Earthly Life – The Path to Eternal Life

Homily on the Widow of Nain by Metropolitan Hilarion, Chairman of the Department for External Church Relations of the Moscow Patriarchate. 

In the Holy Gospel today we heard about how our Lord Jesus Christ raised from the dead the son of a widow, who was already being carried for burial (Lk. 7:11-17). In the Epistle we heard the words of the Apostle Paul about how he was lifted up to the third heaven and heard Divine words which cannot be heard and which cannot be spoken in human language ( 2 Cor. 12:2-4).

What is the connection between these two narratives and do they even have some kind of a connection? Why did the Church decide to unite these two stories on the same day? The connection between them consists of the fact that both one and the other speaks about the experience of another world.

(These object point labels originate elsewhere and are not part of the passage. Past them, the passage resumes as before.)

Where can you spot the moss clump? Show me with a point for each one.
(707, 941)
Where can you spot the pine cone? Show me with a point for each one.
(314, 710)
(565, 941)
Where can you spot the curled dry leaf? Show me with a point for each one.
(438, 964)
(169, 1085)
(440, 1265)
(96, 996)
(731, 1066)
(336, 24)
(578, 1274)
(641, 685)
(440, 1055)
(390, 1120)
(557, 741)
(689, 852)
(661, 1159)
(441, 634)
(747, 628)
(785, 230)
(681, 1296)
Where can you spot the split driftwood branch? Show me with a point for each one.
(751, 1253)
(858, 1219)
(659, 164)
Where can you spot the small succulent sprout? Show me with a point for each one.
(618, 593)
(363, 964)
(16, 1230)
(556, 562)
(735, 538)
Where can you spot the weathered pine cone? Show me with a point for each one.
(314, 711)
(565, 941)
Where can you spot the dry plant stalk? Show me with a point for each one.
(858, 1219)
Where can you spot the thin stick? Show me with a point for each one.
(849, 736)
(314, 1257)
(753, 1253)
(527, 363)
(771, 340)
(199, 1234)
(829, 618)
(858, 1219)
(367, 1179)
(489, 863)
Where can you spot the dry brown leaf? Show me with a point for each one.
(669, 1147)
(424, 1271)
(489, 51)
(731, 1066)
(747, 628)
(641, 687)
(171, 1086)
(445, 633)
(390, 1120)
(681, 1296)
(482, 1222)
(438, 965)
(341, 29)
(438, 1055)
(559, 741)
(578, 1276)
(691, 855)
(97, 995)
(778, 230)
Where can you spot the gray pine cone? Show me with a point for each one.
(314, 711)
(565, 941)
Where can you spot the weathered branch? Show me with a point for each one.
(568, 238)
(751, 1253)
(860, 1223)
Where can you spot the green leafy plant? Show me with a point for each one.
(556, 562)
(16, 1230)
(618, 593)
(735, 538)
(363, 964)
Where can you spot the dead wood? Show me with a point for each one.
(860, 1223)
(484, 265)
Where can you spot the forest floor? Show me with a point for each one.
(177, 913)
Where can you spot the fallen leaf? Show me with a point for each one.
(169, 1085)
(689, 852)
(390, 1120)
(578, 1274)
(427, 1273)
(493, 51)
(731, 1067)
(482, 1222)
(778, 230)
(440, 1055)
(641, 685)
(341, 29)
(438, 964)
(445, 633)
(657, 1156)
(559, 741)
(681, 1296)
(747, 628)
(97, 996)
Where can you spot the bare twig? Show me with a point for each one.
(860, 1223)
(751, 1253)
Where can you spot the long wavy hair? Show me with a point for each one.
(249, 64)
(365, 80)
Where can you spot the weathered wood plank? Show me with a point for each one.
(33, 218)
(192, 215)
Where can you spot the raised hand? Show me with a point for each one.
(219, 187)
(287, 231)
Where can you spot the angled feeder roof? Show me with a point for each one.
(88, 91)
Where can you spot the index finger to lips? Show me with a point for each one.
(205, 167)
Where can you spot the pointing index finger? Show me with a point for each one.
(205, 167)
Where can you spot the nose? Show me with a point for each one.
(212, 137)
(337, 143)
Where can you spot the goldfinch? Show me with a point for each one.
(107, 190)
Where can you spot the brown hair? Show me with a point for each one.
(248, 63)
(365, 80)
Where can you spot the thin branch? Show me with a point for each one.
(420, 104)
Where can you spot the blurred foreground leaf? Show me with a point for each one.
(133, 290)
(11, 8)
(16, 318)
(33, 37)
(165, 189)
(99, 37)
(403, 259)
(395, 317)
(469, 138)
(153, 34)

We don’t know what happened with the youth, who was raised by our Lord, after he died. However, we understand that when a person dies, his soul leaves his body and meets that world, the existence of which is known only by people of faith and of which people who are not religious have no knowledge and cannot even guess. The latter think that only our world exists and that it was formed at some unknown time for some unknown reason. Some say that the world came into existence as a result of some kind of “Big Bang,” and others offer different explanations and theories. Only people who believe in God understand that this world came into existence because it was created by God. In addition, only people of faith know that alongside this material world there exists also a spiritual, invisible world, for the life of which we were all created.

Namely, our earthly existence moves towards this world. Here, we live only for a certain amount of time, but there we will live forever. Through death we pass into this eternal life. We pass from one world into the other, from the physical world into the spiritual, from the world where time flows and everything changes, to the world where time does not exist, where nothing changes and where everything stays the same for eternity. God exists both in this and in the other world. Every person is lead individually in his own way by the mystical paths of God. God settles one person here for a long time, and another person for a short time, because only God knows that hour when a person must pass into eternity.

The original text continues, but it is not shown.